Similarly telling in their grand and vexing ambiguities are two other things we inevitably talk about when we talk about heterosexuality: gender and sex, both in the sense of “having sex” and in terms of biology.

“To have sex” can mean lots of things. It might mean “to be a creature with a biological sex.” Or it could mean “to be gendered,” as in “androgynous fashions,” “male pipe fittings,” “chick flicks.” It can mean having a libido, in the sense of “oversexed” or “undersexed,” or simply having genitals, as when we refer to the vulva and all its parts as “a woman's sex.” Colloquially, we most often use it to mean “to engage in sexual activity,” but what this in turn denotes is alas far from clear. It could simply mean “to engage in erotic activity,” but it could as easily mean “to engage in penis-in-vagina penetration,” “to attempt to procreate,” or “to engage in erotic activity leading to orgasm.” Any, or indeed all, of these things could be true and relevant when talking about heterosexuality. This is why we can't assume that “having sex” only means one thing, even if we're operating on the assumption that we're talking about sexual activity between partners of different biological sexes. Only one of the many sex acts of which our species is capable, after all, requires the simultaneous engagement of both a penis and a vagina.

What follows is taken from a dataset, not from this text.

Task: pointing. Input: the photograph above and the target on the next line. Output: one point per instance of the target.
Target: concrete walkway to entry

When it comes to “sex,” context is king: its three tiny letters wear an awful lot of hats. This is true even within fairly narrow and strict-seeming
fields, such as biology. The thing we call “biological sex” is the diagnosis of physical sex made according to the observation of bodily characteristics, and also the constellation of bodily characteristics that are observed to make that diagnosis. The late Johns Hopkins sexologist John Money identified seven different criteria for a diagnosis of biological sex in humans, including genetic or chromosomal sex, internal anatomy, external anatomy, sex hormones, and the type of gonads an individual possesses. This is extremely useful, as it emphasizes the very real possibility that in any given individual, these criteria will not all necessarily point to the same diagnosis. Sex chromosome anomalies, “ambiguous” genitalia that in some way or other blur the difference between male- and female-typical genitals, hormone levels that are far from textbook, and gonads that are somewhere between ovary and testis are all fairly common and naturally occurring.

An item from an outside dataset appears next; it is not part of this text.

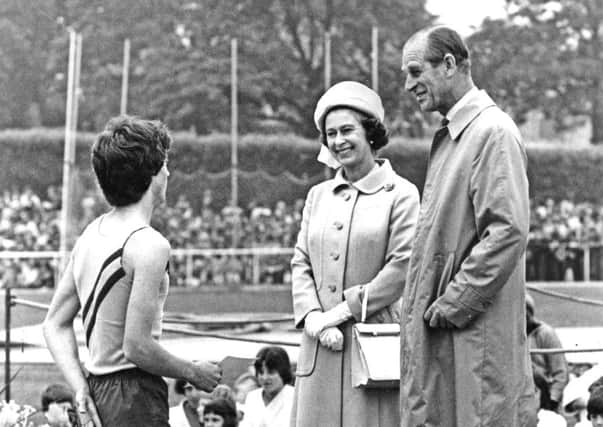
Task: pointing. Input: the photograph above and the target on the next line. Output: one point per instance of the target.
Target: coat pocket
(307, 356)
(444, 265)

There is little agreement, however, about how these atypical biologies should be identified. Nor is there consensus on how they might best fit in, socially and psychologically, to a binary system that traditionally has no space for them. Attempts to force people with nonbinary biology to fit into the binary mold of male and female have had highly mixed results and have created enormous controversy, not least for sexologists like John Money.[
4
] The usual biological sexes recognized by biomedical science are female, male, and, for conditions like my partner's XXY chromosomes, intersex. But, as should be clear from the fact that my partner's body, neither male nor female in so many major biological ways, was uncontroversially diagnosed as male when he was born, even these lines are frequently blurry.